I got a very good linearity for the plain samples upto 5 ng.
But In plasms samples, I face problem, Generally MS is sensitive than HPLC...
Is the plasma interfere the ionsation of my drug and internal standard? we have changed the method by increasing the flow rate, changing the column, increasing the run time and changing the mobile phase... Still our recovery is around 20%...
Your valuable suggestions are welcome.
-------------------------------------------------------------------------------------------------------
By Uwe Neue on Monday, May 31, 2004 - 11:14 am:
In MS, you often have ion suppression by coeluting compounds in the plasma sample. There was an article in the Rapid Communication in Mass Spectrometry a short time ago by Mallet and Mazzeo on the subject. This usually can be solved by doing improved sample clean-up, for example solid phase extraction instead of protein precipitation.
-------------------------------------------------------------------------------------------------------
By Johnson Martin Gnanamuthu on Thursday, June 3, 2004 - 09:27 pm:
I am also new to this LCMS plasma analysis
Kindly do the below mentioned:
If you are using Acetonitrile 1:1 or 1:2 , increase that more than 1:5 ( plasma:oraganic), it will give you good results.

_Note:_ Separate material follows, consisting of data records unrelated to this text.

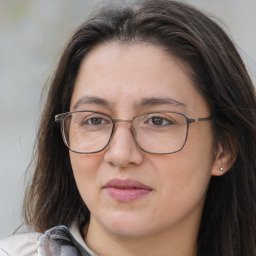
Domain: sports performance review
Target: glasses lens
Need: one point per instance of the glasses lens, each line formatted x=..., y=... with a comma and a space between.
x=160, y=132
x=86, y=132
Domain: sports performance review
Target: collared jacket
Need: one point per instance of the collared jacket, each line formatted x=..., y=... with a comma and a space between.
x=57, y=241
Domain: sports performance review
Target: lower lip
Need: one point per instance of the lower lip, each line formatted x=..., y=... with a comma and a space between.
x=126, y=195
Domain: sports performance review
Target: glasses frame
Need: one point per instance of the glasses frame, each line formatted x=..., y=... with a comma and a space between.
x=59, y=118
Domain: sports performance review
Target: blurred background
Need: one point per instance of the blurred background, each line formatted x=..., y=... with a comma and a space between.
x=32, y=36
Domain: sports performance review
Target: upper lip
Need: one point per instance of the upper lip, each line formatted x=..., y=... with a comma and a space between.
x=126, y=184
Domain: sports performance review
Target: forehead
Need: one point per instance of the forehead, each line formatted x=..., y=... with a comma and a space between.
x=123, y=75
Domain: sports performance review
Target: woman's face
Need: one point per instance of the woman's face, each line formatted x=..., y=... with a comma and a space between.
x=131, y=193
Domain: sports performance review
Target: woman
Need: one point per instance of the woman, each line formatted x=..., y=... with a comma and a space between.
x=157, y=115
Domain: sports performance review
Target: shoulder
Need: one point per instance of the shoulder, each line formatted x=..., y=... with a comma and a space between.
x=20, y=244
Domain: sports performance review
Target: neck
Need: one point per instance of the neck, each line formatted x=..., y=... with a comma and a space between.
x=181, y=241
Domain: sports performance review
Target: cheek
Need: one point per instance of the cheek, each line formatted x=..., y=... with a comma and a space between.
x=85, y=172
x=186, y=174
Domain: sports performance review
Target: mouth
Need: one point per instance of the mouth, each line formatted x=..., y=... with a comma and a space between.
x=127, y=190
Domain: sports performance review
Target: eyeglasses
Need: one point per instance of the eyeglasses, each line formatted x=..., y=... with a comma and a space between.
x=162, y=132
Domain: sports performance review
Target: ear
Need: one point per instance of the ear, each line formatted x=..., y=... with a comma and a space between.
x=223, y=161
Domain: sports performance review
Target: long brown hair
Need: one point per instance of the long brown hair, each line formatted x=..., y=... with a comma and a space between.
x=228, y=225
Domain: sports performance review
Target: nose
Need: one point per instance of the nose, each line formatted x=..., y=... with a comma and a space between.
x=122, y=150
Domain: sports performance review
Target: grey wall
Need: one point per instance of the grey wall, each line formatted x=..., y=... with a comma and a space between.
x=32, y=35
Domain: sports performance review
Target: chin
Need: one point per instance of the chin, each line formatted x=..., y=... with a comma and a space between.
x=127, y=226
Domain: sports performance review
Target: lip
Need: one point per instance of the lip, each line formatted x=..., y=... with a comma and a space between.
x=127, y=190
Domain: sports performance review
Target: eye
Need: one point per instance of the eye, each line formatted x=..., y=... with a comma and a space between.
x=95, y=121
x=159, y=121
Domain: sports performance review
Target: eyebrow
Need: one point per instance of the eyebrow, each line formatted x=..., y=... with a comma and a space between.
x=158, y=101
x=153, y=101
x=91, y=100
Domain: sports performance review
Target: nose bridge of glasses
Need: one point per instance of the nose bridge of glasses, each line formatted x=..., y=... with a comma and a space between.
x=116, y=120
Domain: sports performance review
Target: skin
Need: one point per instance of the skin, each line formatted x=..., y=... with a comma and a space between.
x=165, y=221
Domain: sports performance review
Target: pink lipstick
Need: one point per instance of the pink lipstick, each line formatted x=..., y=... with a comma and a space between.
x=127, y=190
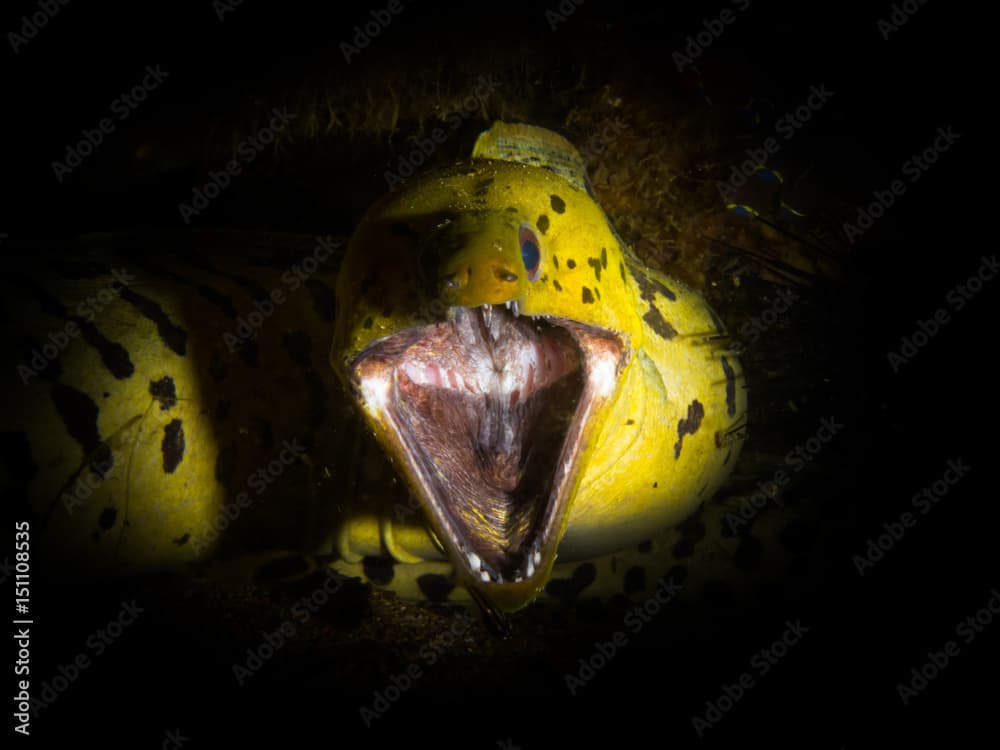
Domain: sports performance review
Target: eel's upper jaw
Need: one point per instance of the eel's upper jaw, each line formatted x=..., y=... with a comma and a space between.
x=478, y=409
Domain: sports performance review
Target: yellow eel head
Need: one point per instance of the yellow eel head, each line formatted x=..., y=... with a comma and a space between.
x=484, y=327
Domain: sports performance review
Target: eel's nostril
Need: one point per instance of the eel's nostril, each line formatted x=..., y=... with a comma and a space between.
x=504, y=274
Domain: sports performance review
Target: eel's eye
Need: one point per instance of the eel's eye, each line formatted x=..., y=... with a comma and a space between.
x=530, y=253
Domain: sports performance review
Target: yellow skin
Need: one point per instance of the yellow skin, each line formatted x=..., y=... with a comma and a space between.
x=452, y=239
x=408, y=262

If your method is SPE, Water with formic acid wash,then a methanol wash may give you the needed results, elute with acetonitrile or organic ( depends on your analyte interest)
Martin,
India
-------------------------------------------------------------------------------------------------------
By Johnson Martin Gnanamuthu on Thursday, June 3, 2004 - 09:31 pm:
Plasma protein precipitation
If you are using Acetonitrile 1:1 or 1:2 , increase that more than 1:5 ( plasma:oraganic), it will give you good results. This may remove the plasma interfereance
Regards,
Martin
-------------------------------------------------------------------------------------------------------
By A.Mouse on Thursday, June 3, 2004 - 11:47 pm:
If you have a problem with MS response, the problem is always ion suppression. You should look at your sample preparation method. Actually, since you are not mentioning it, are you doing any sample preparation?
-------------------------------------------------------------------------------------------------------
By MG on Friday, June 4, 2004 - 07:24 am:
You can also infuse your standard solution post-column with a mixing tee, then inject some solvent blanks followed by a plasma blank. Compare the chromatograms for the two. Negative peaks in your plasma blank show areas of suppression. Then you may be able to chromatographically separate the suppression from your analyte.